Le ski alpin aujourd'hui
Regard sur l'évolution des remontées mécaniques dans le Queyras sur les dernières années .
Comme vous le savez les remontées mécaniques du Queyras sont un des piliers de l'économie Queyrassine pour la saison touristique hivernale principalement. Depuis de nombreuses années, les collectivités locales et les acteurs privés locaux ont su avec succès développer les domaines skiables alpins afin de proposer près d'une centaine d'emplois saisonniers et plus d'une dizaine d'emplois à temps plein sur la vallée. L'organisation des stations a pu être pérennisée grâce aux efforts financiers des communes et de la Communauté des Communes. Or après de nombreuses années difficiles (manque de neige naturelle notamment) les collectivités locales (communes et communauté des communes) n'avaient plus les moyens financiers pour faire face aux investissements indispensables pour assurer la survie du ski alpin dans le Queyras : des télésièges étaient en fin de vie (leur renouvellement était rendu obligatoire par l'administration), l'extension des installations de neige de culture devenait également indispensable afin de sécuriser l'activité du ski alpin et ainsi les emplois saisonniers, l'adaptation de nos domaines face à la concurrence des autres stations de taille identique était plus que nécessaire. Le problème rencontré par les élus et acteurs économiques fut que ce nécessaire développement, ou plutôt cette mise à niveau, des domaines skiables des stations villages nécessitait des investissements démesurés par rapport aux finances des collectivités.

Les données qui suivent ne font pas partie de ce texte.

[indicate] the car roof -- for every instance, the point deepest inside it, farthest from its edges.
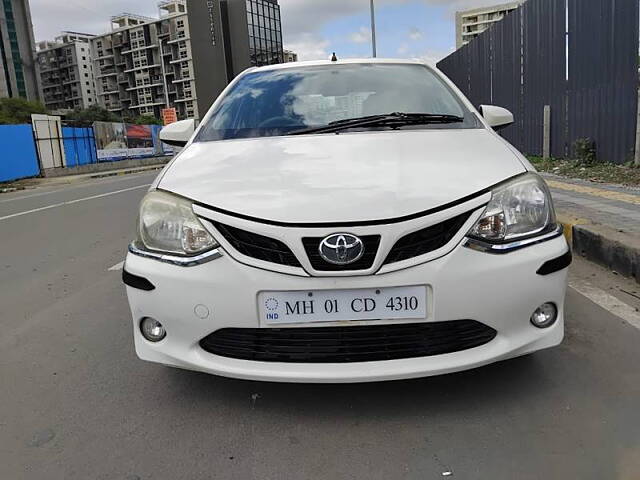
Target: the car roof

Face à ce constat, les élus Queyrassins ont alerté le Conseil Général pour construire ensemble un « plan de survie » des stations villages du Queyras. Le Conseil Général, dans le cadre de sa politique d'aide en faveur des petites et moyennes stations du département a proposé la mise en place d'une structure de gestion des remontées mécaniques associant les communes et le département. Cette structure porte le nom de Syndicat mixte. Il s'agit d'une structure de droit public (du même type juridique que le Parc Naturel du Queyras). L'avantage de ce système de Syndicat mixte est de permettre au Conseil Général de pouvoir financer des équipements lourds tels que les remontées mécaniques à des taux très importants (90%) et bien plus importants que des subventions classiques (15%).
Ce système de Syndicat mixte est depuis mis en place dans d'autres départements en France tel que les Alpes Maritimes (Isola 2000, Auron, Valberg, ...), le Haut Rhin (station du ballon d'Alsace, ...), ...
Ce Syndicat mixte regroupe le Conseil Général (9 membres), les Communes (6 membres, 1 par commune) et le SIVU de la Montagne de Beauregard pour s'occuper de la gestion et du développement des stations.
Les investissements sont financés à 10% par les communes et à 90% par le Conseil Général. C'est une opportunité extraordinaire pour les finances des communes de la vallée. L'effort du Conseil Général est à mettre en valeur et chaque habitant doit bien comprendre qu'il s'agit de l'effort de l'ensemble des hauts-alpins pour le Queyras.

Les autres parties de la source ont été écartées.